Appeals judge delays trial that triggered order for Trump’s testimony

A looming legal showdown over a judge’s order requiring President Donald Trump to give videotaped testimony in a suit brought by anti-Trump protesters has been delayed after an appellate judge postponed the trial in the case, which had been scheduled to go to jury selection in New York on Thursday.

Acting on an appeal filed Tuesday by Trump’s attorneys, New York Supreme Court Appellate Division Justice Dianne Renwick put off the trial so that the dispute over Trump’s testimony could be resolved.

A written order detailing Renwick’s ruling did not explain her rationale but said that both the order for Trump to give a videotaped deposition and the start of the trial itself were stayed pending further action by the “full bench” of the state court appellate panel on which she sits.

The suit stems from a 2015 demonstration outside Trump Tower in Manhattan over anti-Mexican comments by then-candidate Trump.
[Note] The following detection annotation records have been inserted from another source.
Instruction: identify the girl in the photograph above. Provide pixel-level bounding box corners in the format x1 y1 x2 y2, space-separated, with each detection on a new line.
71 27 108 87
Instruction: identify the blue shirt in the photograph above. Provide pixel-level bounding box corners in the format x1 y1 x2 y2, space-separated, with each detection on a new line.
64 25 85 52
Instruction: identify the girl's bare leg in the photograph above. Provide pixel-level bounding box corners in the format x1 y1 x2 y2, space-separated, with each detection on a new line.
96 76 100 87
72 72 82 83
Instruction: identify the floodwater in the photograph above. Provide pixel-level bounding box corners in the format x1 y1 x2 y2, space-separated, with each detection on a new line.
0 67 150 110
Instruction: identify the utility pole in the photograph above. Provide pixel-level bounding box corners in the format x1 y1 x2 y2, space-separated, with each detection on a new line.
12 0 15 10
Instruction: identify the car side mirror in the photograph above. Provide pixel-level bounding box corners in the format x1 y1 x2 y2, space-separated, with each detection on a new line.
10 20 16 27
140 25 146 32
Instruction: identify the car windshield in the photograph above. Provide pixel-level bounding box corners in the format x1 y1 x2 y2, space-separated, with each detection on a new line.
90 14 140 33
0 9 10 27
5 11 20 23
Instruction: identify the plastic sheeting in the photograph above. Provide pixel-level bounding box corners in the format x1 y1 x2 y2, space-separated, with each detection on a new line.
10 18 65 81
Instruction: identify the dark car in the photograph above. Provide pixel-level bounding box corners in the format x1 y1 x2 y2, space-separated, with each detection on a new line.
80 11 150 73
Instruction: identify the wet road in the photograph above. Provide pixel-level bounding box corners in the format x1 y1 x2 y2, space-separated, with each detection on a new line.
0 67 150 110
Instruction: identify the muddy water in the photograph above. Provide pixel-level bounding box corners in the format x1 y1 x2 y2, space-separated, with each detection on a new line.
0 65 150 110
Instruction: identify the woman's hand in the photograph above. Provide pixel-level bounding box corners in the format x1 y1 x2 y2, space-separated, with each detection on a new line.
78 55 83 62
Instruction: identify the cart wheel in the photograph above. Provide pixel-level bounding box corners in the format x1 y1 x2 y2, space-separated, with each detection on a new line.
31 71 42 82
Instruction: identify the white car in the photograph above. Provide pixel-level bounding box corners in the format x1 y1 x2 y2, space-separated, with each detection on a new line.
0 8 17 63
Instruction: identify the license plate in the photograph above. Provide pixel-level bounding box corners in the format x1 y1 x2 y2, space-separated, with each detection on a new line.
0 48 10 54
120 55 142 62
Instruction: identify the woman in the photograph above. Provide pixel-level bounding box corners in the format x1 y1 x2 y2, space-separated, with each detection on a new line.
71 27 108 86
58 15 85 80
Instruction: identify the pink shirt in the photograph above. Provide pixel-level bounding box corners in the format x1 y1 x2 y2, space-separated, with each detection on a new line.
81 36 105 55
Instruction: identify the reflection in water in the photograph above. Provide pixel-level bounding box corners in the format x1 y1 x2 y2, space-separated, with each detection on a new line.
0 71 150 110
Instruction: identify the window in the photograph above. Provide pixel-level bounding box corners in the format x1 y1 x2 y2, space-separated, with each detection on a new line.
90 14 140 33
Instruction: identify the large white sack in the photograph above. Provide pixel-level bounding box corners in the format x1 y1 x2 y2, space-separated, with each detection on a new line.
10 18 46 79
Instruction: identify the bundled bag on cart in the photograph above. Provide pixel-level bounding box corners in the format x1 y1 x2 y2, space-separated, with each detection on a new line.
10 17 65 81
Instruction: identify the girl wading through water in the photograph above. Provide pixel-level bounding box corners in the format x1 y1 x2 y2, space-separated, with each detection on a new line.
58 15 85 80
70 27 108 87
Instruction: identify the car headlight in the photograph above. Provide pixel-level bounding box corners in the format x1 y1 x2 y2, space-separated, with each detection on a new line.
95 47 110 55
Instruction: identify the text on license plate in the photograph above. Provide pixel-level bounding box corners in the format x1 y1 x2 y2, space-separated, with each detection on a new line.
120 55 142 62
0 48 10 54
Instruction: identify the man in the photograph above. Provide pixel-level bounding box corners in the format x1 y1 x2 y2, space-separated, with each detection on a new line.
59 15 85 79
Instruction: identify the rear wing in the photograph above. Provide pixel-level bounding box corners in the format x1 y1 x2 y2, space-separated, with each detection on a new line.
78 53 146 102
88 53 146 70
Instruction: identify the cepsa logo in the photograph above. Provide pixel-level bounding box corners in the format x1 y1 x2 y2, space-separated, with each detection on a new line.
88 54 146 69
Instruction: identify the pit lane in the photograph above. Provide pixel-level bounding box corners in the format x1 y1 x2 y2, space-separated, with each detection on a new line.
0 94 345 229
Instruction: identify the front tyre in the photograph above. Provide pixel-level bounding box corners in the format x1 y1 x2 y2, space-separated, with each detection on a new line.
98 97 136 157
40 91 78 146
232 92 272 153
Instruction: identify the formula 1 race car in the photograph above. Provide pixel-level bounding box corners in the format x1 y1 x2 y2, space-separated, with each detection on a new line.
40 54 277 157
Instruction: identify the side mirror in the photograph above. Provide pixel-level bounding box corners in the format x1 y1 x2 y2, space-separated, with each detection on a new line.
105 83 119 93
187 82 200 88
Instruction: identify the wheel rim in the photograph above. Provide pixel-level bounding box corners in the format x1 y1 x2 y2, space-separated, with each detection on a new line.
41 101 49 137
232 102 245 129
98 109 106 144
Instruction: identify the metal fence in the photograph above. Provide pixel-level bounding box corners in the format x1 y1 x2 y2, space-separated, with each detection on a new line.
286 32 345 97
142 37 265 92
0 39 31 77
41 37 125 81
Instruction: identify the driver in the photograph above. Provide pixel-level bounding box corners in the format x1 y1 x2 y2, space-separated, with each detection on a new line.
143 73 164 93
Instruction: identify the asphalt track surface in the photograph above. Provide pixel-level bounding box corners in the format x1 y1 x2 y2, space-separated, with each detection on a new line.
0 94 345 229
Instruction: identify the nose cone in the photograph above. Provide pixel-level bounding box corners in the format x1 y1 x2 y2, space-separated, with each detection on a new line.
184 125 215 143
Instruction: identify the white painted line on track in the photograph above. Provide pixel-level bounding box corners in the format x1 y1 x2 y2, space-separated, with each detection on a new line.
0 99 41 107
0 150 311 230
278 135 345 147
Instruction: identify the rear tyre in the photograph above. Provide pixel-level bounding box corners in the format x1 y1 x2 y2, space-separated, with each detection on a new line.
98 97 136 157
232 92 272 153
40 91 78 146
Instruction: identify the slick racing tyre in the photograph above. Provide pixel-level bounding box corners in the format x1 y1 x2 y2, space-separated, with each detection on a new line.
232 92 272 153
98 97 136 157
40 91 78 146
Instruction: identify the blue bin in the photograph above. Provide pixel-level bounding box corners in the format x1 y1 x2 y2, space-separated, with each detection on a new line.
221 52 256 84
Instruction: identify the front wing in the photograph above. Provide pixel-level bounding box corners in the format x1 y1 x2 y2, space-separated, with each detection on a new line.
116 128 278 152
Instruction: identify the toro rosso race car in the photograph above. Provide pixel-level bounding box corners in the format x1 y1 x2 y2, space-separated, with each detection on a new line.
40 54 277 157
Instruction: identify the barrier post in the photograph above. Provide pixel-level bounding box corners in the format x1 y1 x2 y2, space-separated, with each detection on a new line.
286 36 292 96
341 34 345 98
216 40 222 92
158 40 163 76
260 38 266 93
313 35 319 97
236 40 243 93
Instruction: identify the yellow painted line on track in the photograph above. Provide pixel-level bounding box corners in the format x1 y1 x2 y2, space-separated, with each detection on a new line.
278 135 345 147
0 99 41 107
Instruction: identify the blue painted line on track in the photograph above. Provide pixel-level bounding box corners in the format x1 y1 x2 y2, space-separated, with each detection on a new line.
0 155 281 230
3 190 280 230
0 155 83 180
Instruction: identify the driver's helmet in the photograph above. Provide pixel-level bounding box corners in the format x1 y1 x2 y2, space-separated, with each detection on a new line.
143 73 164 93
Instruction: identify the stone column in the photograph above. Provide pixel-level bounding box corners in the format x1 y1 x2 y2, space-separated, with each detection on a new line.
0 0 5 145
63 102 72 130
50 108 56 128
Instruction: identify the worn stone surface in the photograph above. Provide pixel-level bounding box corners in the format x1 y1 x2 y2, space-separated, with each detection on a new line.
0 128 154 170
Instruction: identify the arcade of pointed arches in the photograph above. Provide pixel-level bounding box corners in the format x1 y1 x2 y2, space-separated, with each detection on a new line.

Five men of Mexican origin claimed that Trump security personnel, including his longtime aide Keith Schiller, assaulted them and wrestled away their signs in a bid to break up the protest.

A judge rejected an early bid to force Trump to testify in the case, but last Friday, the latest judge assigned to the suit ruled that Trump’s testimony was needed for the trial.

Bronx Supreme Court Justice Doris Gonzalez said legal precedent required her to uphold the subpoena for a sworn account by Trump of his control over the personnel who engaged in the fracas.

“More than 200 years ago our founders sought to escape an oppressive, tyrannical governance in which absolute power vested with a monarch. A fear of the recurrence of tyranny birthed our three-branch government adorned with checks and balances,” Gonzalez wrote in her ruling. “No government official, including the Executive, is above the law.”

Trump’s defense against the protesters’ suit was being handled by Lawrence Rosen from the Manhattan-based firm LaRocca, Hornik, Rosen and Greenberg. However, another longtime lawyer for Trump, Marc Kasowitz of Manhattan-based Kasowitz, Benson, Torres jumped in Tuesday to handle the urgent appeal.

Trump’s main argument against the deposition is that state court judges lack the legal authority to force a sitting president to testify and may not show the proper deference to a president’s other critical duties.